I have a 2017 Chevy Cruze hatchback premier, but will say that I did like some aspects of the RS version, namely the fog lights and the black headliner and pillars. Currently I am looking into adding fog lights, but was wondering if it would be possible to change out the grey headliner and pillars of the premier for the black headliner and pillars of the RS and, if so, does anyone have a price estimation or any tips.


----------



## Blasirl (Mar 31, 2015)

TFan said:


> I have a 2017 Chevy Cruze hatchback premier, but will say that I did like some aspects of the RS version, namely the fog lights and the black interior. Currently I am looking into adding fog lights, but was wondering if it would be possible to change out the grey interior of the premier for the black interior of the RS and, if so, does anyone have a price estimation or any tips.


Welcome Aboard!

If you are going to buy from the dealer, be prepared for sticker shock. I would suggest going to a Carmax and asking them for a brochure for the company they use to install leather interiors. In 2012, I was quoted $1000 to completely recover my minivan. 

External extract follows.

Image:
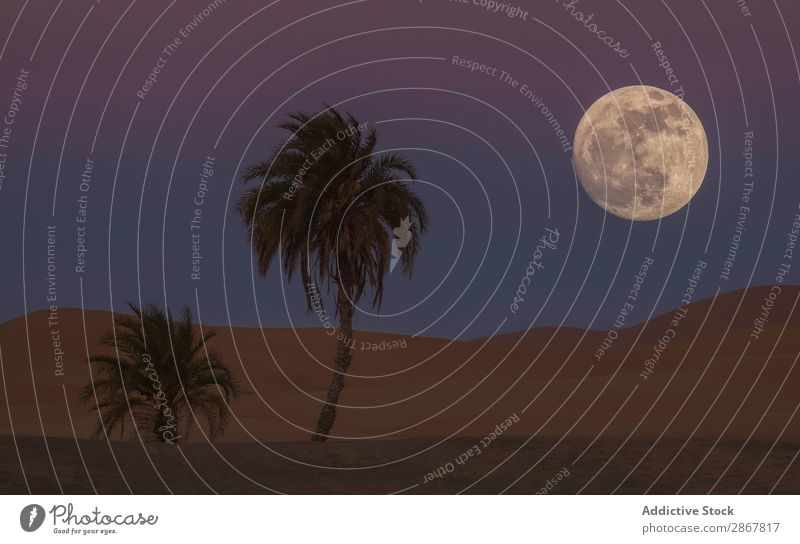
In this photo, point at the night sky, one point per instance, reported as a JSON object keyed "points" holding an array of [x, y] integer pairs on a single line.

Else I would scour car-parts.com, eBay, Craigslist, LKQ, Pick-N-Pull and this forum for a used car being dismantled.

Don't forget to introduce yourself and your Cruze here.


----------



## TFan (Oct 17, 2020)

Thank you for the response, though I would like to clarify. I am looking to replace the ceiling and sides of the interior with the black upholstery included in the RS version. Regardless, I will take your advice and look into a few options.


----------



## Blasirl (Mar 31, 2015)

If the Gen II is like the Gen I as far as replacing the headliner, the windshield needs to come out first. The headliner is really pricey too as that was also one of the things I wanted to do. No more though.


----------



## Chad20101 (Jul 23, 2019)

You can try Gmpartsdirect.com


----------